VUELVE don Antonio Ceballos Atienza a Cádiz, en su último viaje, el definitivo, para ser enterrado en la Catedral. Vuelve con humildad y discreción, casi en silencio, como vivió. Era un hombre de Dios antes que obispo, que no buscaba pompas ni vanidades, que sólo utilizaba la vara del pastor para guiar, pero que se detenía a hablar con las ovejas, como si fuera una más del redil, porque el verdadero Pastor es otro. Algunos decían que no parecía un obispo, sino que era como un párroco, como lo había sido en Jaén, antes de llegar a Cádiz. Y eso se debe entender en positivo: siempre estaba cercano a sus feligreses, más preocupado por los demás que por sí mismo.

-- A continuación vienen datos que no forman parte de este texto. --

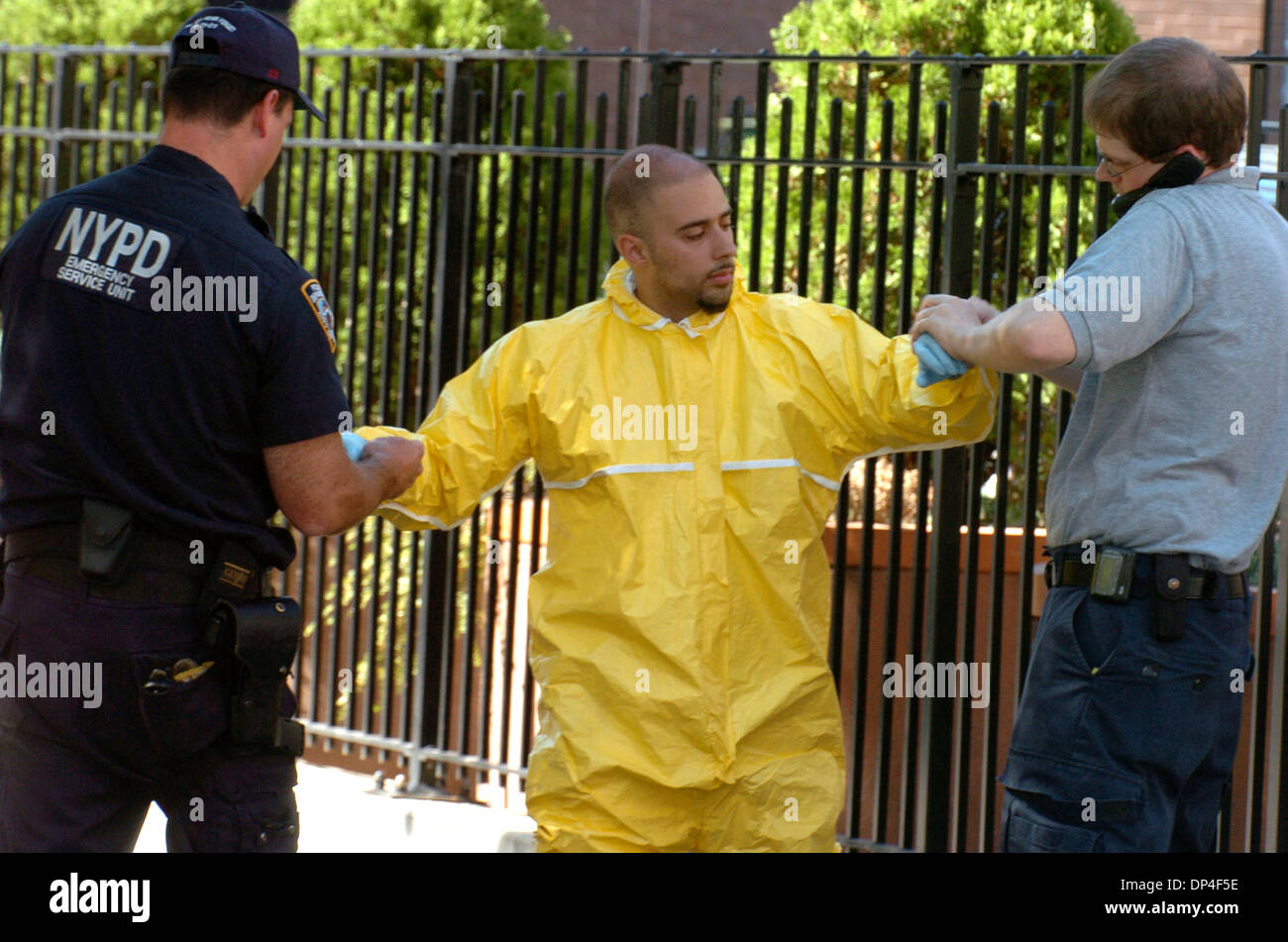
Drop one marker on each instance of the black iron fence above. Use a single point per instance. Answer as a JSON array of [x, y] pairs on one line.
[[455, 194]]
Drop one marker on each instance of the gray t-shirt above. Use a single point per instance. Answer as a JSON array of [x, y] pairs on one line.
[[1179, 437]]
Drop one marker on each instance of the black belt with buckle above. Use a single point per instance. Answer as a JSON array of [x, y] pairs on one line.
[[1199, 583], [160, 568]]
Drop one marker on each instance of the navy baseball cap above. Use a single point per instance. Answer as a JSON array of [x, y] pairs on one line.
[[241, 39]]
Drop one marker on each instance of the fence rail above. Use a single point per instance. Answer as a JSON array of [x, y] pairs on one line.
[[458, 193]]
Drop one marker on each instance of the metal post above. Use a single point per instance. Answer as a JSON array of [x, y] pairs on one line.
[[664, 120], [60, 117], [450, 286], [935, 738]]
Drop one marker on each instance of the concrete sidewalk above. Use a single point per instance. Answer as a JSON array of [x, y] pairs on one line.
[[340, 812]]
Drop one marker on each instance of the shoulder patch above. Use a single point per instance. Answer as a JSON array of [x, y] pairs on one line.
[[313, 293]]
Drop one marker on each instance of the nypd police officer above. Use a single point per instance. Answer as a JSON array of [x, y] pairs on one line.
[[167, 386]]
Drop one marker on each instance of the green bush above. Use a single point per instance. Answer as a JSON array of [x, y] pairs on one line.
[[928, 27]]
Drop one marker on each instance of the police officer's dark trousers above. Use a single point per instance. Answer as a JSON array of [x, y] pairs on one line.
[[80, 777], [1125, 741]]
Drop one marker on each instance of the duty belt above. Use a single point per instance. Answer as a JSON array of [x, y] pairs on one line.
[[161, 571], [1201, 583]]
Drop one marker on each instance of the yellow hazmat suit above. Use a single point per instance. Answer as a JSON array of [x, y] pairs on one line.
[[681, 623]]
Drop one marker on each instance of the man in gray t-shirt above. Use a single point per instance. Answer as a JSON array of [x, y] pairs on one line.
[[1171, 331]]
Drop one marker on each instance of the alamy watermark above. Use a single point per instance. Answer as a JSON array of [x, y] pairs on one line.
[[631, 422], [58, 680], [1089, 293], [178, 292], [944, 679]]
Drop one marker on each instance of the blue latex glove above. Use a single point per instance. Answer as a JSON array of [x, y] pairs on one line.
[[353, 444], [934, 362]]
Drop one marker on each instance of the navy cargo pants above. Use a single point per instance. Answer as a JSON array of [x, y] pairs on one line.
[[1122, 741], [80, 777]]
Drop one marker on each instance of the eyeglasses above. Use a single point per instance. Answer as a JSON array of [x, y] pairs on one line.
[[1111, 167]]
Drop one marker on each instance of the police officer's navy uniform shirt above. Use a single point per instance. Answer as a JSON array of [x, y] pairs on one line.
[[155, 341]]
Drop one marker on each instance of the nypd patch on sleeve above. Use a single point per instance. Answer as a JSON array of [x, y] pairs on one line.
[[108, 255], [313, 293]]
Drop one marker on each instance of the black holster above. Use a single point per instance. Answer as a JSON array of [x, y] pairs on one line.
[[106, 541], [262, 637]]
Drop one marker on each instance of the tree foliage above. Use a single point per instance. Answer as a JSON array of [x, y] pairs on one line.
[[928, 27]]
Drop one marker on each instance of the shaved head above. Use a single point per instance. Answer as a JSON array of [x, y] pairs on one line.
[[634, 181]]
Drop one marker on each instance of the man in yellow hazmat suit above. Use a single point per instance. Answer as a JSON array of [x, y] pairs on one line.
[[692, 437]]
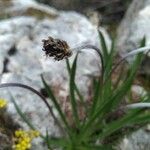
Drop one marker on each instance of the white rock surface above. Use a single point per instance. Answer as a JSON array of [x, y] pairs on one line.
[[134, 26], [25, 34]]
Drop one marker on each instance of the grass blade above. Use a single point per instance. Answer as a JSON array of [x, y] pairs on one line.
[[21, 114], [72, 91]]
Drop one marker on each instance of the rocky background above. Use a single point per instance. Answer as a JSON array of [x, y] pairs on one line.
[[23, 25]]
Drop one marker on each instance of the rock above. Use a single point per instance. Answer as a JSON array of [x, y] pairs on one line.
[[10, 8], [137, 141], [21, 43], [133, 28]]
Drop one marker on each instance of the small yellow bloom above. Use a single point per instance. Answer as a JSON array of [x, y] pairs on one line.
[[3, 103], [23, 139]]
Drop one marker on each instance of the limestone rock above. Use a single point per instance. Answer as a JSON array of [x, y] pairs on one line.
[[133, 28]]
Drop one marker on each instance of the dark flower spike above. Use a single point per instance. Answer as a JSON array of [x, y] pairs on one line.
[[56, 48]]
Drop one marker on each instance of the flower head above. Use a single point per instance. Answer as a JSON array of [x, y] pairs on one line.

Don Antonio Ceballos nació en Alcalá la Real (Jaén), como Martínez Montañés. Tomó posesión como obispo de Cádiz y Ceuta el 29 de enero de 1994. En 2011, cuando ya había solicitado la jubilación, el Ateneo le nombró Gaditano de Ley. Me correspondió hacer su laudatio. En ella recordé que había llegado al Obispado un año antes que Teófila Martínez a la Alcaldía. Y también que cerró la trilogía de los obispos llamados Antonio (Añoveros, Dorado y Ceballos), que marcaron el rumbo de los católicos gaditanos desde los últimos años del franquismo a la democracia. Ceballos completó esa obra.

Hoy quiero recordar algo que dije aquel día: don Antonio Ceballos Atienza fue el obispo de todos los gaditanos. De los creyentes, y también de los no creyentes. Fue el obispo de los que más lo necesitaban. El obispo de los más pobres. El obispo de los que sufrían. El obispo de los jóvenes que no tenían empleo. El obispo de los mayores que vivían solos en su soledad. El obispo de los enfermos que padecían en los hospitales. El obispo de los que tropezaron en la vida y terminaron en la cárcel. El obispo de las mujeres maltratadas. El obispo de las monjas que vivían su pobreza, entre obras de arte, mientras no le restauraban el convento, como sucedió en Santa María. El obispo de los inmigrantes que llegaban en pateras, pasando hambre y sed, y de los que se ahogaron por el camino. El obispo de los que sufrían en sus carnes y en su alma el pinchazo de las drogas. El obispo de los pordioseros, de los borrachos, de los locos, de los que despreciamos, de los que nos molestan por las calles. El obispo de las víctimas de las injusticias. Era el obispo al que vimos en el culto del esplendor barroco de los templos; y el obispo al que no vimos en los escenarios de la marginación, porque no estábamos allí, pero él sí.

Cuando se jubiló, se retiró y no quiso molestar. Su vida fue su mejor testimonio.